The Minister for Justice and Equality, Ms. Frances Fitzgerald, TD, has announced that a total of 111 vulnerable people from Syria and the surrounding region have been granted admission to reside in Ireland following applications to her Department from relatives already resident here. A total of 308 applications were received under the Syrian Humanitarian Admissions Programme which was introduced by then Minister Alan Shatter in March last.

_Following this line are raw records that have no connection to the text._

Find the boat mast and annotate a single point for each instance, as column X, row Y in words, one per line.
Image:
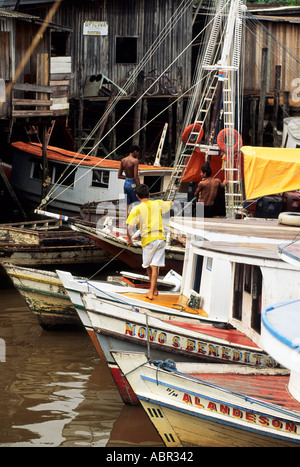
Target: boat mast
column 219, row 69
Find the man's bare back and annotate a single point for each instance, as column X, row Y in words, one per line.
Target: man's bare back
column 129, row 165
column 208, row 189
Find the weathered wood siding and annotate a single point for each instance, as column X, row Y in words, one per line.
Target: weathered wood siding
column 283, row 42
column 143, row 19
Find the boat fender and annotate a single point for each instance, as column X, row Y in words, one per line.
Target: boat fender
column 195, row 128
column 229, row 139
column 289, row 218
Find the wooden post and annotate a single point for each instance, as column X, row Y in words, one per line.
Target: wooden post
column 262, row 101
column 286, row 104
column 143, row 139
column 253, row 121
column 138, row 108
column 276, row 104
column 101, row 129
column 179, row 109
column 45, row 172
column 11, row 191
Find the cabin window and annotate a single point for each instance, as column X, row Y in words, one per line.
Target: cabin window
column 100, row 178
column 126, row 49
column 247, row 292
column 256, row 298
column 238, row 291
column 58, row 173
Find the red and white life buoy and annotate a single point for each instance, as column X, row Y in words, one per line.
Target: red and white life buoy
column 196, row 128
column 229, row 140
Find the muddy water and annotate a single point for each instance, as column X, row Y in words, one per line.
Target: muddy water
column 55, row 391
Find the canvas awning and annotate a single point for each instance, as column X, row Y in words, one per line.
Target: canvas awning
column 268, row 171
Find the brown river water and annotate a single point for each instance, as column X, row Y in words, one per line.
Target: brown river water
column 56, row 391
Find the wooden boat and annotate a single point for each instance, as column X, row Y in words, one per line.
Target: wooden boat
column 281, row 327
column 47, row 242
column 122, row 328
column 248, row 265
column 45, row 295
column 186, row 402
column 75, row 179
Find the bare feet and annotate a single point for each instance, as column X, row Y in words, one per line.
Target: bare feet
column 151, row 295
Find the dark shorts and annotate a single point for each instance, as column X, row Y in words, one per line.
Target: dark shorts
column 129, row 190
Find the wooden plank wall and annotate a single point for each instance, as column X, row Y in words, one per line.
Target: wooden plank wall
column 143, row 19
column 283, row 45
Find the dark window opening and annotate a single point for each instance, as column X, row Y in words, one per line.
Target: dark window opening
column 58, row 173
column 248, row 279
column 126, row 50
column 100, row 178
column 198, row 274
column 59, row 44
column 238, row 291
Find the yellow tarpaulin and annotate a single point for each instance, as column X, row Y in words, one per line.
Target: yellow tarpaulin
column 268, row 171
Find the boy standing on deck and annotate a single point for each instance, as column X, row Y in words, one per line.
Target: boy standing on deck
column 129, row 165
column 148, row 214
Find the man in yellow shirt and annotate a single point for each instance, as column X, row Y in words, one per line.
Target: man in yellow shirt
column 148, row 215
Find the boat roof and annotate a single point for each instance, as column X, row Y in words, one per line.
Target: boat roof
column 283, row 321
column 240, row 252
column 268, row 171
column 70, row 157
column 256, row 230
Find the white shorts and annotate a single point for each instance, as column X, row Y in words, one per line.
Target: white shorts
column 154, row 254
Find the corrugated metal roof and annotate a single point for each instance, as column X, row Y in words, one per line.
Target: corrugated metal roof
column 16, row 15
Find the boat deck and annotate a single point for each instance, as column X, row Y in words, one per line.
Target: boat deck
column 232, row 335
column 175, row 301
column 179, row 302
column 269, row 388
column 250, row 227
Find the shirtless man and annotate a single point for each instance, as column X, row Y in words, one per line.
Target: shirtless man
column 129, row 165
column 208, row 188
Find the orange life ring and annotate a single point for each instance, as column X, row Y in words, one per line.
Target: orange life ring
column 195, row 127
column 229, row 139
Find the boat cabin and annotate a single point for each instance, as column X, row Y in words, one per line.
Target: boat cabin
column 238, row 273
column 74, row 179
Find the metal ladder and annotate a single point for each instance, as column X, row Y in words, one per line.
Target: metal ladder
column 205, row 104
column 233, row 194
column 190, row 146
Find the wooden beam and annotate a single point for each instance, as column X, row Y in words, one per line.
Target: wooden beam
column 31, row 102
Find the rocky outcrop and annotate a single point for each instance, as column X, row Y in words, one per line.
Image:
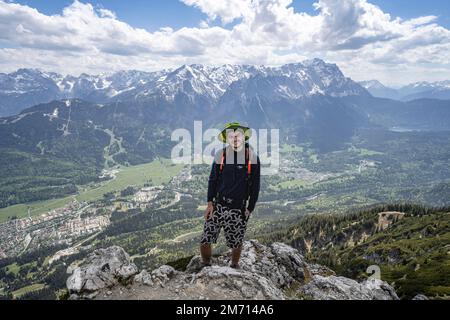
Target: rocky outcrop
column 340, row 288
column 274, row 272
column 104, row 268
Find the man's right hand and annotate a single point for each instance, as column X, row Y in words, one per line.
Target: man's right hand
column 209, row 210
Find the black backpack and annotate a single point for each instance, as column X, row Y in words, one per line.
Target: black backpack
column 248, row 169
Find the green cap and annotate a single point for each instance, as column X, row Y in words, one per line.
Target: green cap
column 235, row 126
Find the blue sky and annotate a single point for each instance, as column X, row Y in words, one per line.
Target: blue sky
column 363, row 37
column 153, row 14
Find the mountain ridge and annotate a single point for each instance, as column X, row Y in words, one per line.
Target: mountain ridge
column 27, row 87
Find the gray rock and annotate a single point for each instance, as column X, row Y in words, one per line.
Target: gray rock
column 104, row 268
column 272, row 272
column 340, row 288
column 143, row 278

Those admitted under the programme will be entitled to work, establish a business, or invest in the State. A key condition is that these persons should not become a burden on the State. Other avenues for admission to Ireland, such as access to asylum procedures, family reunification, and the opportunity to apply for an extension of leave to remain for persons legally resident in Ireland, continue to remain open to Syrian nationals. The Government has already accepted 90 Syrian refugees this year under the UNHCR resettlement programme

Commenting ahead of a pledging conference on resettlement and other forms of admission for Syrian Refugees to be held by UNHCR in Geneva today, 9th December 2014, Minister Fitzgerald said: “The individual family circumstances of each family were considered, in a humane and reasonable way, relying on UNHCR guidelines in granting the applications. The programme is in addition to other avenues whereby Syrian nationals might lawfully enter the State, such as family reunification for the family members of refugees and persons with subsidiary protection, and UNHCR’s resettlement programme.

"Ireland is committed to continuing with its resettlement programme. We have pledged an additional 220 resettlement places for the 2015/2016 period (100 in 2015 and 120 in 2016). The majority of these resettlement places will be available for the resettlement of refugees displaced by the Syrian conflict currently resident in Jordan and Lebanon.".

Ireland will continue to provide support to those directly involved in humanitarian work in Syria and the wider region itself through the Department of Foreign Affairs and Trade’s humanitarian aid programme, building on the €28m already allocated to that work in recent years. To date, funds have been provided to a range of established UN partners, NGO partners and the Red Cross/Red Crescent.



Notes for Editors

The Syrian Humanitarian Admissions Programme (SHAP) offered temporary Irish residence to vulnerable persons who are present in Syria, or who have fled from Syria to surrounding countries since the outbreak of the civil war, who have close family members residing in the State. It allowed naturalised Irish citizens of Syrian birth and Syrian nationals already lawfully resident in the State, to make an application for vulnerable close family members to join them in Ireland on a temporary basis for up to two years. These are persons who are considered by the family member present in Ireland (“sponsor”) to be most at risk. A sponsor may be a single person or the head of a family unit.


A quota of two family members per sponsor was established however sponsors could submit applications for up to four of their most vulnerable family members, two of whom should be prioritised by the sponsor for admission in the first instance. The Programme came into operation on 14th March 2014 and the final date for the submission of applications under the Programme was 30th April 2014.


Priority was given to applications in respect of persons deemed to be the most vulnerable (and who do not present any evident concerns relating to community safety or State security), namely:

- elderly parents;

- children;

- unaccompanied mothers and their children;

- single women and girls at risk;

- disabled persons.


However, this did not exclude any other family member who has been identified by the sponsor as being at serious risk.